La photo publiée récemment par The Guardian du campement des Indignés sur le parvis de la Cathédrale St Paul à Londres rappelle à bien des égards la contestation des années soixante-dix. Mais entre le contestataire d’hier et l’indigné d’aujourd’hui, il y a des différences.

 Une table, des tableaux noirs écrits à la craie, des feuilles de papier ou de carton hâtivement remplies d’informations au feutre et collées à un mur : la photo n’aurait guère été différente il y a quarante ans – quelques années après 1968 – si ce n’était le téléphone portable de la jeune militante. La contestation d’alors était largement improvisée, comme l’indignation d’aujourd’hui. Elle était internationale, nourrie du Vietnam, du Chili et de l’Espagne franquiste. Elle était déjà écologiste et pacifiste, influencée par le mouvement hippie et le rejet du nucléaire. Si le mouvement des indignés nous est sympathique, c’est aussi parce qu’il semble répliquer l’ingénuité et l’enthousiasme de la génération précédente.

 Il y a pourtant des différences. Au militant a succédé l’activiste. Ce n’est pas seulement une victoire de la terminologie anglaise sur le mot français. Dans les années soixante dix, le chaos de la contestation permettait à des groupes d’idéologie extrême de se faire entendre de manière stridente : trotskystes et maoïstes promettaient le grand soir. Leur fanatisme allait produire la Bande à Baader et les Brigades Rouges. Au contraire, les indignés du parvis de St Paul  ne sont pas habités par une idéologie.  

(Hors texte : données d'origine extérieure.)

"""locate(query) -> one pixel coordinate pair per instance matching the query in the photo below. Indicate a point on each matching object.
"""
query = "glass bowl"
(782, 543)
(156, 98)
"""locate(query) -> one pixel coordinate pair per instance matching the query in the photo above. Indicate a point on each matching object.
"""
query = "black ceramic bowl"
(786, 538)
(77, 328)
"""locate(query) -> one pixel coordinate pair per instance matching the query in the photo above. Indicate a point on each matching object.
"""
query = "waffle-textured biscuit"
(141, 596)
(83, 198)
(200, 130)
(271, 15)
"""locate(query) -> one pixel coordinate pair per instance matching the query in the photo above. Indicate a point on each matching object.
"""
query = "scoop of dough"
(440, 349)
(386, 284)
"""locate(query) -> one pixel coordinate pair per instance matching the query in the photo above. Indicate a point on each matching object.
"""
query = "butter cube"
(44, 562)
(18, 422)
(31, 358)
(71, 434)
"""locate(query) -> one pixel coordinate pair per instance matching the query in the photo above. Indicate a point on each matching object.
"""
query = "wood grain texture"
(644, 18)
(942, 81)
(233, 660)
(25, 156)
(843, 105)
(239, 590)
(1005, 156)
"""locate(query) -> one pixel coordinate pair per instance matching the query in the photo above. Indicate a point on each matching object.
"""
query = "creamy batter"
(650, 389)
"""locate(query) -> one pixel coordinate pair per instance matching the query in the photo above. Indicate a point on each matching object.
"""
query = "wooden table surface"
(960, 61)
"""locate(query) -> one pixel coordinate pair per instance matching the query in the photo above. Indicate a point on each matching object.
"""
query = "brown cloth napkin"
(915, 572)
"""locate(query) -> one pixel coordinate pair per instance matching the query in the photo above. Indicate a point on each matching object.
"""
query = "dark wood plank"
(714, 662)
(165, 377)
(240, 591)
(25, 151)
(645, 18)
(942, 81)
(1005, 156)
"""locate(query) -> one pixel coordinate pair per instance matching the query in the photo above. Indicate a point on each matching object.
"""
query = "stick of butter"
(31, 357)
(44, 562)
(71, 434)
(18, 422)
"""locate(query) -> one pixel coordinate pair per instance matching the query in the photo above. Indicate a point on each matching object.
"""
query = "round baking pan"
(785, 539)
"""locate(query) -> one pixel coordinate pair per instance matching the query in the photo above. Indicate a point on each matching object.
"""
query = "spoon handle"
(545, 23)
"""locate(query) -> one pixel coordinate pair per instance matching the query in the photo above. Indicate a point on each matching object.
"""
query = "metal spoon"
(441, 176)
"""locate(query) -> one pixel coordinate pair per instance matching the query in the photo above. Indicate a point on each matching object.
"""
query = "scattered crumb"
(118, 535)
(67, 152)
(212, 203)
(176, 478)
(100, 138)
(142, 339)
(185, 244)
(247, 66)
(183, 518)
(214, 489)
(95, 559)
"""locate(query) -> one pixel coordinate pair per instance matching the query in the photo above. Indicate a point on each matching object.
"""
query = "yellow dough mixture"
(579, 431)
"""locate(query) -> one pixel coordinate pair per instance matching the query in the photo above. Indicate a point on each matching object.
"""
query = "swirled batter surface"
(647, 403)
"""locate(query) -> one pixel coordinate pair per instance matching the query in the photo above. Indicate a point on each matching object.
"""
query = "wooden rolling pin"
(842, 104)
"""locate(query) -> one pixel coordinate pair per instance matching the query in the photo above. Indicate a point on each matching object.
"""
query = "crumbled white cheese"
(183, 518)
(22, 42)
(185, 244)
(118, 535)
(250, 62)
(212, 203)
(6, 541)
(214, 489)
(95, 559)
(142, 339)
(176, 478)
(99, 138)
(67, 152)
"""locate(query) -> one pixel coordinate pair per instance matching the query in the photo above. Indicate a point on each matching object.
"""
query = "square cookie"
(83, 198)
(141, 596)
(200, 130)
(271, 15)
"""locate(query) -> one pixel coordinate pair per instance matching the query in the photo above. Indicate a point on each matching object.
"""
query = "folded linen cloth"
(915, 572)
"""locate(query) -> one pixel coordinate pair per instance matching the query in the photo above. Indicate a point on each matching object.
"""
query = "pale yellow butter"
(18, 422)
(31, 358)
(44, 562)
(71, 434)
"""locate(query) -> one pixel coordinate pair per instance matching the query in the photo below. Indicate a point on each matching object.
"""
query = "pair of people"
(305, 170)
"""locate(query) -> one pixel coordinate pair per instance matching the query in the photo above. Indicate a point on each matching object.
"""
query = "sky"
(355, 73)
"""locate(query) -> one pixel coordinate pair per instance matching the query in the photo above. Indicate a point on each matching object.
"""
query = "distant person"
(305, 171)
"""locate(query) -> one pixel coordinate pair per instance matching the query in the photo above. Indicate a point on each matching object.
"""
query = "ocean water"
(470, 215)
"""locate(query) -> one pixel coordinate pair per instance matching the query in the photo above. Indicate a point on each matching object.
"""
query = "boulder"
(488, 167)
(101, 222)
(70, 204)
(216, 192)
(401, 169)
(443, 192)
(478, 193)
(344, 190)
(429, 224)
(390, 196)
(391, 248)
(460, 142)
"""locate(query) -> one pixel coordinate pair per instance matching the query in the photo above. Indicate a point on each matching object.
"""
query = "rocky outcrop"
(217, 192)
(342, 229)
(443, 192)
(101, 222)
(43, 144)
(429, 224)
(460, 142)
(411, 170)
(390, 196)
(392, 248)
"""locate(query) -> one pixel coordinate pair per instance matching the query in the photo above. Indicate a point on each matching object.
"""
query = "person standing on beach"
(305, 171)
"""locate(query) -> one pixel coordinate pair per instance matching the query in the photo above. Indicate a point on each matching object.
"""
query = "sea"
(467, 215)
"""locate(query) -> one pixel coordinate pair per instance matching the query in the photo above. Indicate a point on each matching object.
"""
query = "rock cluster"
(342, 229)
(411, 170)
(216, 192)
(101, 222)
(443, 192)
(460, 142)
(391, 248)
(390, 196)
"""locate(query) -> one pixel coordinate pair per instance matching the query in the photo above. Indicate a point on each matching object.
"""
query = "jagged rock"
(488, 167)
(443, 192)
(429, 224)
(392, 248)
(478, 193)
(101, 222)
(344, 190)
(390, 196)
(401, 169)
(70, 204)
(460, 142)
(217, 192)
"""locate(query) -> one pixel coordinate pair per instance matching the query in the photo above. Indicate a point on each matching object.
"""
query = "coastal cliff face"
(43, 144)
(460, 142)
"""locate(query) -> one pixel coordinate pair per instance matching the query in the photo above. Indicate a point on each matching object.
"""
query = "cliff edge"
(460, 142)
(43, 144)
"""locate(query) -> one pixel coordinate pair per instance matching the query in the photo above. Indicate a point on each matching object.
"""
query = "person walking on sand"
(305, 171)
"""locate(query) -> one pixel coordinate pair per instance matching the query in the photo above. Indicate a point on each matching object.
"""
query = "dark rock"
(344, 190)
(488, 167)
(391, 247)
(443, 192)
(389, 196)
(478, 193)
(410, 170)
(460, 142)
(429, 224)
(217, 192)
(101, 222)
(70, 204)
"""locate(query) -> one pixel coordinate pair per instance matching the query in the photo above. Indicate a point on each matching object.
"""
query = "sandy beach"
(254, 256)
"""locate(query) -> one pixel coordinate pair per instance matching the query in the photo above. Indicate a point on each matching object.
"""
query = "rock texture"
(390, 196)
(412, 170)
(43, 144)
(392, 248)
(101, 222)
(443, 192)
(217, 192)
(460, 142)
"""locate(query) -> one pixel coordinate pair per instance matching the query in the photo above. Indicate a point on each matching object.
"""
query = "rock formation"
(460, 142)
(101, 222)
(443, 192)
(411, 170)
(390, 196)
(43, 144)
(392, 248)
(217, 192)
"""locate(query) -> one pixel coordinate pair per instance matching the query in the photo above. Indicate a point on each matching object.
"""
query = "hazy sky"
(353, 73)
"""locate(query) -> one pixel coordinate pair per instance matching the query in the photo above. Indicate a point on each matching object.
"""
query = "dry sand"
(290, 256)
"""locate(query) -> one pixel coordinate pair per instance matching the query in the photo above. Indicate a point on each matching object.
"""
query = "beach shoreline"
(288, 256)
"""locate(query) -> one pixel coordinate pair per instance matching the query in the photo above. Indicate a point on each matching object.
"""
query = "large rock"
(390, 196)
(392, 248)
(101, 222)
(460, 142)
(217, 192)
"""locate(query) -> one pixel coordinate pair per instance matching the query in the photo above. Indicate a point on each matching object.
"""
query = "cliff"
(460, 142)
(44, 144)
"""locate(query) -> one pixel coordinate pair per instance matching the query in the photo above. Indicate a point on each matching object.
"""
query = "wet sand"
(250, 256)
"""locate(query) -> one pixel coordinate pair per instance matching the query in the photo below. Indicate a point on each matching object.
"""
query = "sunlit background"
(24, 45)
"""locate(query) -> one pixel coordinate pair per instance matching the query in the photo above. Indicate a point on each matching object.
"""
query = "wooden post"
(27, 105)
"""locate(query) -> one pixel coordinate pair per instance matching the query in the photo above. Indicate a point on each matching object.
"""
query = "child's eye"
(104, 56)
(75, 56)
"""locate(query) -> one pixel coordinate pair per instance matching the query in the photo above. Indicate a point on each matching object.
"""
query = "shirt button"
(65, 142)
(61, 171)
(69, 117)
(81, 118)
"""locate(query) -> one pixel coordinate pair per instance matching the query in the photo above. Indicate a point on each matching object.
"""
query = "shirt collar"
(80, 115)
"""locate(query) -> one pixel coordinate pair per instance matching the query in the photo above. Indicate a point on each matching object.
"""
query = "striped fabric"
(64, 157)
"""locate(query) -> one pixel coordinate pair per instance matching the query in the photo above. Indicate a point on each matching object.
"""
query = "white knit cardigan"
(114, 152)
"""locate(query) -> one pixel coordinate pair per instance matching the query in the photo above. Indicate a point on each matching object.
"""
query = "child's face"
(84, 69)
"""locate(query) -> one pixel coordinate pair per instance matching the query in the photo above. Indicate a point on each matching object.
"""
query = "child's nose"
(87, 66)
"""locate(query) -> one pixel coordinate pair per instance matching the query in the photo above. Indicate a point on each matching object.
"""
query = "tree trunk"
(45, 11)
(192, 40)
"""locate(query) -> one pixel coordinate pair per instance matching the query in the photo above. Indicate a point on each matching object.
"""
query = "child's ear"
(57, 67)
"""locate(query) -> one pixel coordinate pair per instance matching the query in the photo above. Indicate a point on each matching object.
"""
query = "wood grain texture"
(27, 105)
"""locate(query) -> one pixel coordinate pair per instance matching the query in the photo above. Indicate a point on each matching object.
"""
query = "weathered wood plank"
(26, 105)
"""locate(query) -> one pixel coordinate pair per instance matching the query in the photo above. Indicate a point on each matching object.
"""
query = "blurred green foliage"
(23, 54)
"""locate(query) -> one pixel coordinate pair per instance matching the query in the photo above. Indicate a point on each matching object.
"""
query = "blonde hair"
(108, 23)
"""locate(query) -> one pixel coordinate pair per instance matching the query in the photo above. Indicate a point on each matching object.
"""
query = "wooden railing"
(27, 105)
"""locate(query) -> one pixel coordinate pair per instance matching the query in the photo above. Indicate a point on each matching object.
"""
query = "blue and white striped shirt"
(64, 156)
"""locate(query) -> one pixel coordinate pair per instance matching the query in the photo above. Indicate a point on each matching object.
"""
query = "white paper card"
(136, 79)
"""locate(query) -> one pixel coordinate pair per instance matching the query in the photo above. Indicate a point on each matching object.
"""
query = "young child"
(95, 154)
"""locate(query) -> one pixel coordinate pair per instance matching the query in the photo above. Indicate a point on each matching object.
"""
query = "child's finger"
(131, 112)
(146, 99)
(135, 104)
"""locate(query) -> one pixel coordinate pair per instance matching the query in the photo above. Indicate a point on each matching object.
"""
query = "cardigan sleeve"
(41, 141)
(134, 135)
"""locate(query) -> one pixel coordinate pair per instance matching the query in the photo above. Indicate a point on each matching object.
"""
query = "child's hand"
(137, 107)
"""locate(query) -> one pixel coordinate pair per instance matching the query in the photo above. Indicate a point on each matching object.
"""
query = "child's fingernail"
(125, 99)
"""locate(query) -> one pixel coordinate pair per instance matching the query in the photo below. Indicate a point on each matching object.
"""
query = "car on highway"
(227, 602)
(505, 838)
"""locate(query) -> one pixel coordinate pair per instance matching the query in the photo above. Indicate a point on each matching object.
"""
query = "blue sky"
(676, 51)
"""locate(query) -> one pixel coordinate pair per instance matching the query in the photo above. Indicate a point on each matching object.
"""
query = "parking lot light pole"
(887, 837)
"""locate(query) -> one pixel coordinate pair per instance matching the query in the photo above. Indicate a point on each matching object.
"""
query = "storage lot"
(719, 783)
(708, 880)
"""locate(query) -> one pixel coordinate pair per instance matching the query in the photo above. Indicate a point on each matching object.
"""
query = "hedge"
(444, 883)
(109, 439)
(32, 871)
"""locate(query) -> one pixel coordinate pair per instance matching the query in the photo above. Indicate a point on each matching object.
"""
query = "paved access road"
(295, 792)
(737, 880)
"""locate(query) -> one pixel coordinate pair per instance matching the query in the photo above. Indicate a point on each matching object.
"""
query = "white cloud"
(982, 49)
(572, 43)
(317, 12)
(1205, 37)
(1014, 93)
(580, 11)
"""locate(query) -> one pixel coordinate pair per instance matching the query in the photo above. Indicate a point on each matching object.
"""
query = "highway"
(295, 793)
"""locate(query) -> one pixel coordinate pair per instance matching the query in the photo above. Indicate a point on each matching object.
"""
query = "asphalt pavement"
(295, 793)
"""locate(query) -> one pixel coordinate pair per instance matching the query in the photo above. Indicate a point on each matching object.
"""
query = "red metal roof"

 Ils ne croient pas que la politique puisse changer radicalement les choses. La protestation s’est déplacée au terrain éthique. On exige de la société qu’elle bannisse les comportements prédateurs, le lucre et la corruption. On veut une démocratie véritable et transparente.  Le mouvement des Indignés est inclusif : les embrassades gratuites (free hugs) offertes aux passants sur le parvis de Saint Paul s’inspirent du mouvement « action pour le bonheur » ; elles symbolisent aussi un mouvement qui « embrasse » plus qu’il ne rejette et qui s’adresse aux « 99% » de citoyens qui subissent un système économique injuste.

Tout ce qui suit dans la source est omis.